One, Hafner v. Hansen, involves what seems to be the court’s all-time favorite topic, an easement by prescription, or what a property owner hoped – in vain – would be an easement by prescription.
An unrecorded sewer line lay 11-feet underground in a residential site in Arlington County, largely out of anyone’s mind for more than 50 years, until it was discovered during a remodeling project. The owner of the adjacent apartment building contended he had an easement by prescription to use the line.
Not so, the court held. Even though use of the sewer was continuous, it was not so open and obvious that the owner should have known about it and objected to it.
In a case from Fredericksburg, a trial judge refused to grant an injunction for a property owner who contended that the holder of an easement was blocking all but the 12 feet of a 60-foot easement covered by a gravel road.
The access provided over the road met the essential purpose of the easement, so that an injunction was unnecessary, the trial court held. That finding missed the point, the Supreme Court ruled in Snead v. C&S Properties Holding Company Ltd. Man-made objects encroached on the easement and prevented use of a significant portion of it, and the extent of an easement is based on its terms and not on reasonableness or a balance of the equities, the high court held.

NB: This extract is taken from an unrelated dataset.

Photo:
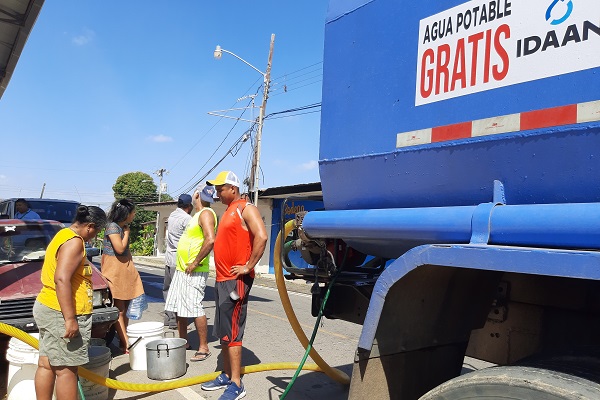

In the third case, the court decided that what the property owner contended was an easement was in fact a fee simple interest. A railroad conveyed to the town of Saltville in 1994 an 80-foot wide “right of way” that it had obtained in 1909 for a single-track railway.
When the town began removing railroad materials from the corridor, the successor in interest to the 1909 transfer contended that the property was an easement that had reverted to her.
Although a document used the term right of way, another document recorded at the same time used language more consistent with the transfer of a fee simple interest in the property, the court held in Bailey v. Town of Saltville.